To combat spam, I have installed a Bayesian filter on my home computer that does an excellent job of recognizing spam and sending it to a special folder I have setup in Outlook. It is very effective: 99.28% correct in determining the type of email coming in (personal, work, spam, etc.). My spam filter has only mistakenly classified 4 emails as spam, out of the 5000+ total emails I have received over the last 6 weeks, which is beter than 99.9%.
I do however, spend a few minutes each day combing through the spam just on that 0.1% chance a good email has been misidentified. What amazes me are the ineffective techniques spammers are using to try and trick Bayesian filters into accepting the message:
* Totally nonsensical subject lines, such as “apprise”. I can see what the spammers are trying to do. They're trying to pick a dictionary word that will likely not be considered spam by any spam filters. Luckily, my spam filter catches those emails all the time.
* Breaking up spam words with funny symbols and characters.
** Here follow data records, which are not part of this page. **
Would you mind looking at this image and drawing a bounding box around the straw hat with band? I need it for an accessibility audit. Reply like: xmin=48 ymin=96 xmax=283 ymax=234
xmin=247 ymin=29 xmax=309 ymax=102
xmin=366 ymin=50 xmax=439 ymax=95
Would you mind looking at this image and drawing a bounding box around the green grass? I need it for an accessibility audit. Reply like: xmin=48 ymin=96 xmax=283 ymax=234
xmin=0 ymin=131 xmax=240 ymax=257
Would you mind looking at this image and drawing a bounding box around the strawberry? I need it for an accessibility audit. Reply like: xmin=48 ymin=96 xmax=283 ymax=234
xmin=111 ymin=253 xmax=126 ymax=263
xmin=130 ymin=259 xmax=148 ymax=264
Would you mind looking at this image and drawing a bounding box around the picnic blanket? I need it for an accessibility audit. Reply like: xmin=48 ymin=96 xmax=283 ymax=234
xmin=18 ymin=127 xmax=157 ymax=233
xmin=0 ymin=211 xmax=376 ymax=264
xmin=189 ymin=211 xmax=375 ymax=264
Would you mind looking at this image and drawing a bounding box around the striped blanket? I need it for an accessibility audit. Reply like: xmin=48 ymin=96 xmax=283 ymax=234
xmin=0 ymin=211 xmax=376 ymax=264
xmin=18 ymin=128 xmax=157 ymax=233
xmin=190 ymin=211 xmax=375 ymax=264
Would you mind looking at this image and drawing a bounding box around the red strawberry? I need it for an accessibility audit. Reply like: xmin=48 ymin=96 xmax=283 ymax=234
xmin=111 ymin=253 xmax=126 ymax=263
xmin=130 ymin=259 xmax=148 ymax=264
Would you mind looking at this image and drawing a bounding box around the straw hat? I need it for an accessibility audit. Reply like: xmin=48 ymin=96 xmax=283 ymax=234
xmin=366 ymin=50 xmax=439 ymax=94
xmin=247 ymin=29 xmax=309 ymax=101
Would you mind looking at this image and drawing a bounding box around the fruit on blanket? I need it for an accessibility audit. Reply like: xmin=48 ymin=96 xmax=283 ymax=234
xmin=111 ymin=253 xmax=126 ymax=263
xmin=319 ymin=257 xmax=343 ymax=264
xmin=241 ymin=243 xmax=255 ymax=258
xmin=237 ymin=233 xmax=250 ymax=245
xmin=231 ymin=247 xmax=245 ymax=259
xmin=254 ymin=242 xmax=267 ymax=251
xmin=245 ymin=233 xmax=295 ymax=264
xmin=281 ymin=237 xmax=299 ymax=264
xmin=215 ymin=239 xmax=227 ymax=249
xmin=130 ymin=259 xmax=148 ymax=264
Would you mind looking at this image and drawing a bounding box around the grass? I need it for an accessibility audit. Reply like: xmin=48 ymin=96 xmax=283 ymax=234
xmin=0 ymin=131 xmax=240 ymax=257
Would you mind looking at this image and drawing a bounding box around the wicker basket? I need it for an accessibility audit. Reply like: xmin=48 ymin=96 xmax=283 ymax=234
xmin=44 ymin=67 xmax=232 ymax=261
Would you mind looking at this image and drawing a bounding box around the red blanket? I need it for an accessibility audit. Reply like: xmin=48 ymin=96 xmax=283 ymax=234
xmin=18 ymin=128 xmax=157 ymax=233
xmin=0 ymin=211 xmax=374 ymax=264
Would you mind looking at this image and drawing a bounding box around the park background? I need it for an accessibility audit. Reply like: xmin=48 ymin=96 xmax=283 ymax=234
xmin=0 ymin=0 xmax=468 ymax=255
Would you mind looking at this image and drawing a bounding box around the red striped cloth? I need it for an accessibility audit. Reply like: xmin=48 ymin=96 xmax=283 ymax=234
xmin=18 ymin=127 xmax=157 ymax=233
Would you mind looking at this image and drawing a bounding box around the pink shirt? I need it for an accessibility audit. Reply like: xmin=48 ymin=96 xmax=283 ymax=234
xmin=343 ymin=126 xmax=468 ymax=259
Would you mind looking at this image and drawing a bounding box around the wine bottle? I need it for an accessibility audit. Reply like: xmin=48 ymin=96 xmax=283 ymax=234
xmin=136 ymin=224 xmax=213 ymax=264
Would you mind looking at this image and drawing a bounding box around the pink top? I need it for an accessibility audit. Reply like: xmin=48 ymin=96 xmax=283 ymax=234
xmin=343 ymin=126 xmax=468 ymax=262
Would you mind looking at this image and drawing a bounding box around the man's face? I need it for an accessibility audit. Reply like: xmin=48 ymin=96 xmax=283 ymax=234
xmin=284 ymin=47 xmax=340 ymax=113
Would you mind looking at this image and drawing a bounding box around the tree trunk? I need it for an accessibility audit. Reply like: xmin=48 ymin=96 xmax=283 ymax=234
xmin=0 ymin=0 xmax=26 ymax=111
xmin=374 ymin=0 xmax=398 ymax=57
How many emails have tried to sell me “V1@gr@” or “C.i.a.l.i.s”. I think the use of these non-alphabetic characters is a dead giveaway. That never works either.
* Adding random characters into the subject, like that's supposed to stop any modern spam filter.
* Leaving the subject field blank, hoping I would be curious enough to open the email just to see what it's about. It's easy to delete a subject advertising “We1ght Loss Pill“ but harder to delete one with no subject.
* A subject line that tries to pretend like it's a non-spam email. “Re: Your order“ is a favorite spammer subject line.
* Having only a little bit of spam (like a URL and a few words), and then a whole lot of unrelated non-spam-like text. I've seen spam that contain one bad sentence, and then 10-15 quotations from famous writers filling out the rest of the message.
None of the above types of messages ever make it into my Inbox.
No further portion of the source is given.